Dodd se detuvo un momento, y Appleby preguntó:
—¿No hay señal alguna de robo?
—Absolutamente ninguna. El dinero, el reloj y todo lo demás están intactos. Sin embargo, hay un detalle que podría tener su importancia.
Sacó un pequeño objeto envuelto en papel de seda y lo puso delante de su colega:
La agenda de Umpleby que encontramos entre sus ropas. Hay aquí bastantes cosas que debería usted estudiar hasta llegar a la fecha de hoy. Las páginas correspondientes a los dos últimos días, y las de hoy y mañana, han sido arrancadas. Venga, ahora.
Los dos hombres salieron del comedor de la rectoría y atravesaron el vestíbulo, en donde —al extremo de un angosto pasillo— se veía a un policía robusto custodiando la puerta del escritorio. El agente se apartó, cuadrándose ante Dodd, mientras contemplaba a Appleby con curiosidad ingenua de provinciano. El inspector sacó una llave del bolsillo, abrió la puerta e invitó a entrar a su colega con gesto levemente dramático.
La habitación era amplia y hermosa; había una gran chimenea de leña frente a la puerta, y en cada extremo, una ventana.
A la izquierda, una hilera de ventanitas enrejadas (como todas las de la planta baja del edificio) se abría sobre la avenida de San Ernulfo; a la derecha se veían unos ventanales bajos, algo estrechos y cubiertos por amplios cortinajes, que daban —según Appleby sabía muy bien— a Orchard Ground. La luz pálida de la tarde de noviembre y el resplandor de una sola lámpara eléctrica iluminaban el recinto sombrío, con sus muebles oscuros y las paredes cubiertas de libros. Entre los ventanales y la chimenea yacía, de espaldas, el cadáver de un hombre alto, delgado, vestido de esmoquin. Nada más podía verse, ya que la cabeza estaba envuelta, como en siniestra burla a la acción niveladora de la muerte, en la tela negra y opaca de una toga universitaria.
Pero no fue esto lo que sobresaltó a Appleby cuando penetró en la habitación. Comprendió instantáneamente por qué Dodd había hablado de un «loco homicida». Sobre el oscuro tablero de roble, encima de la chimenea, dos calaveras toscamente dibujadas con tiza gesticulaban, macabras. Junto a la cabeza del rector se veía un cráneo humano. El resto del suelo estaba sembrado de pequeñas pirámides de huesos.

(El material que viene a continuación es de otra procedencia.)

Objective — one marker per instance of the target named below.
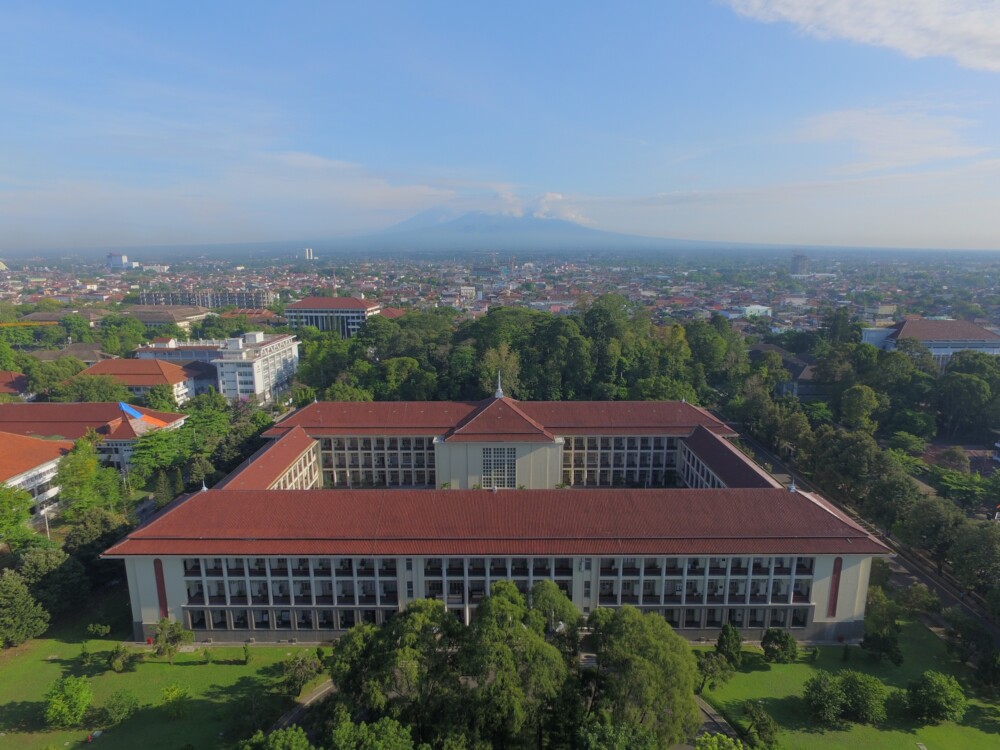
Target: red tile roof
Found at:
(138, 373)
(332, 303)
(941, 330)
(728, 464)
(262, 469)
(19, 454)
(376, 418)
(498, 419)
(72, 421)
(511, 522)
(13, 383)
(555, 417)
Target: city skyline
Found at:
(758, 121)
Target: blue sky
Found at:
(843, 122)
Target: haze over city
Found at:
(754, 121)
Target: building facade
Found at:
(31, 464)
(118, 424)
(138, 376)
(345, 315)
(255, 365)
(256, 299)
(943, 338)
(670, 518)
(275, 565)
(503, 443)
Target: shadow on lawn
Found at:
(983, 718)
(22, 716)
(249, 704)
(753, 662)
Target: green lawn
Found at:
(779, 687)
(226, 694)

Después de un largo minuto de contemplación, Appleby se dirigió hacia las ventanas y abrió los cortinajes. Anochecía, y el cuidado parque del establecimiento parecía tan misterioso como una selva. Pero junto a él, hacia la derecha, se elevaba —desmintiendo toda ilusión— la silueta gris del salón y la biblioteca, con su masa de piedra tallada que se perdía, muy arriba, en la penumbra de los cristales coloreados de las grandes ventanas.

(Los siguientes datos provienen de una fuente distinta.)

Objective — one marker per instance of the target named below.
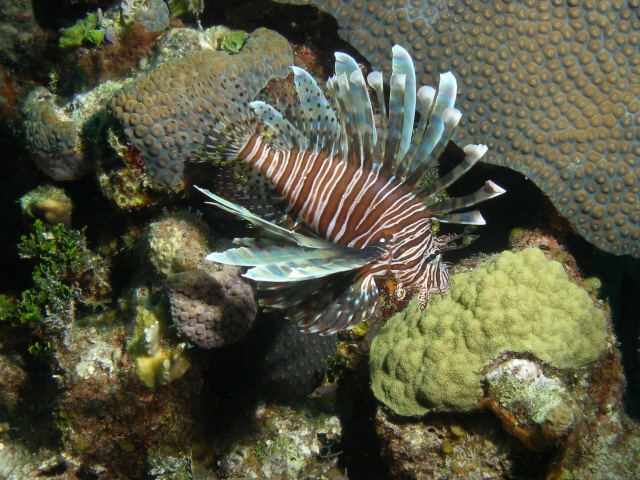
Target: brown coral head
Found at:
(211, 310)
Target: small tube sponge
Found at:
(519, 303)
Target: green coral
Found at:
(520, 303)
(62, 263)
(84, 29)
(180, 7)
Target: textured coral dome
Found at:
(552, 87)
(168, 113)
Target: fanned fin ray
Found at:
(320, 125)
(324, 306)
(268, 228)
(488, 191)
(473, 154)
(287, 137)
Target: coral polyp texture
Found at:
(61, 136)
(168, 113)
(211, 310)
(177, 242)
(520, 303)
(52, 137)
(552, 87)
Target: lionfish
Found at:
(356, 190)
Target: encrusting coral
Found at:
(520, 303)
(48, 203)
(553, 88)
(168, 113)
(177, 242)
(61, 136)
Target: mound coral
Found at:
(553, 88)
(61, 136)
(211, 310)
(168, 113)
(519, 303)
(177, 242)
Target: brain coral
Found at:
(520, 303)
(177, 242)
(211, 310)
(553, 87)
(52, 137)
(168, 113)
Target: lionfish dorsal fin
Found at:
(286, 136)
(402, 104)
(429, 143)
(349, 91)
(473, 153)
(316, 118)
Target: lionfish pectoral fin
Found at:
(268, 228)
(488, 191)
(355, 304)
(313, 264)
(473, 154)
(247, 187)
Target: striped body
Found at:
(358, 189)
(351, 206)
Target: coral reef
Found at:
(294, 362)
(284, 442)
(553, 90)
(155, 17)
(211, 310)
(157, 363)
(65, 272)
(168, 113)
(177, 242)
(61, 137)
(520, 303)
(48, 203)
(84, 29)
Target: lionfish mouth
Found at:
(346, 182)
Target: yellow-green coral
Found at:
(520, 303)
(157, 362)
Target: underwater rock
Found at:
(211, 309)
(176, 243)
(158, 360)
(533, 406)
(155, 17)
(48, 203)
(168, 113)
(282, 442)
(61, 138)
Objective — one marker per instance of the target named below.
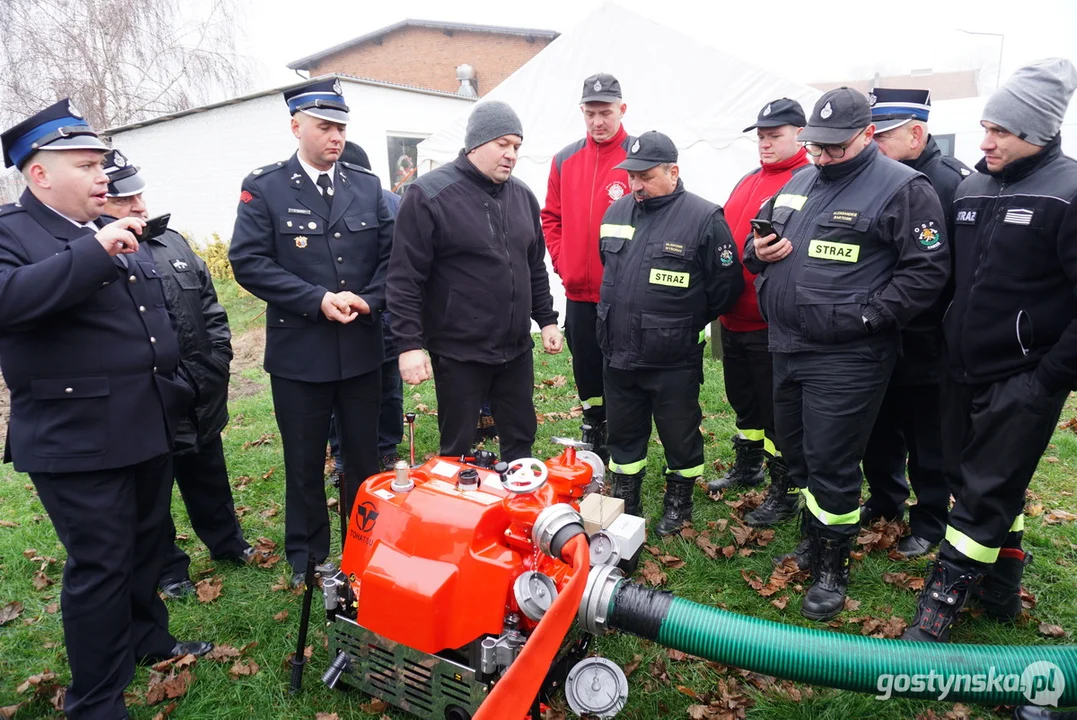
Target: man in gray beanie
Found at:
(1010, 342)
(466, 277)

Enfrente mismo, sobre un cielo opaco, se dibujaban borrosamente los audaces arabescos que coronaban el techo de la capilla, construida en el estilo de la época de Carlos II. Una bruma tenue, que no se decidía a ser niebla, comenzaba a elevarse sobre el césped, se enroscaba en torno de los árboles y deshacía, en fantástico desfile, las líneas borrosas de murallas y arcadas. Sobre la ciudad y el edificio resonaban, apagadas como en señal de duelo, las melodiosas y evocadoras campanadas que llamaban a vísperas.